“1856-1908 arası ‘dîn ü devlet’ kaygısı ‘muhacir’ politikasını belirlerken; 1912- 1923 arası ‘mülk ü millet’ kaygısı ‘mülteci’ politikasını; 1923-1998 arası ‘millet ve devlet’ kaygısı ‘göçmen’ politikasını ve 2011 sonrası ‘mülk ve din’ kaygısı ise ‘sığınmacı’ politikasını belirledi.”

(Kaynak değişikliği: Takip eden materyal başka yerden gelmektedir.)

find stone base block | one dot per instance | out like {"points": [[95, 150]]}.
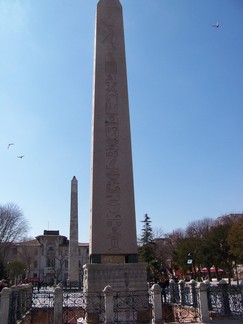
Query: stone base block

1856-1908 arası göçen Türk, Tatar, Çerkes, Nogay, Boşnak, Gürcü ve Girit müslümanlarına yönelik Osmanlı politikasını ele alan Hicret, Dîn ü Devlet, göç yönetiminin, bu ülkede devletin modernleşme sürecinin kilit bir parçası olduğunu gösteriyor. Kırım, Kafkasya ve Balkanlar’dan gelen göçler; Müslümanların İslâmın hâkimiyetindeki topraklara sığınmasını anlatan “hicret” kavramının çerçevesi içinde, bir yandan da göçmenlerin etnik “cinslerine” göre kaydedildiği bir rejime evriliyor. Dönemin göç rejiminin, boş arazileri muhacirlerle “şenlendirmekten” öte, muhacirleri, kendi üretim olanaklarını geliştirmeye sevk eden iktisadi bir boyutu var. Müslüman nüfusu artırma önceliğiyle ve doğrudan doğruya bununla bağlantılı askerî boyutu var. Batı’yla ve Rusya’yla ilişkiler üzerinden, önemli bir uluslararası siyaset boyutu var.
Fuat Dündar, modern Türkiye’nin oluşumunda nüfus siyasetinin belirleyici önemini gösteren incelemeler zincirine bu kitapla değerli bir halka daha ekliyor.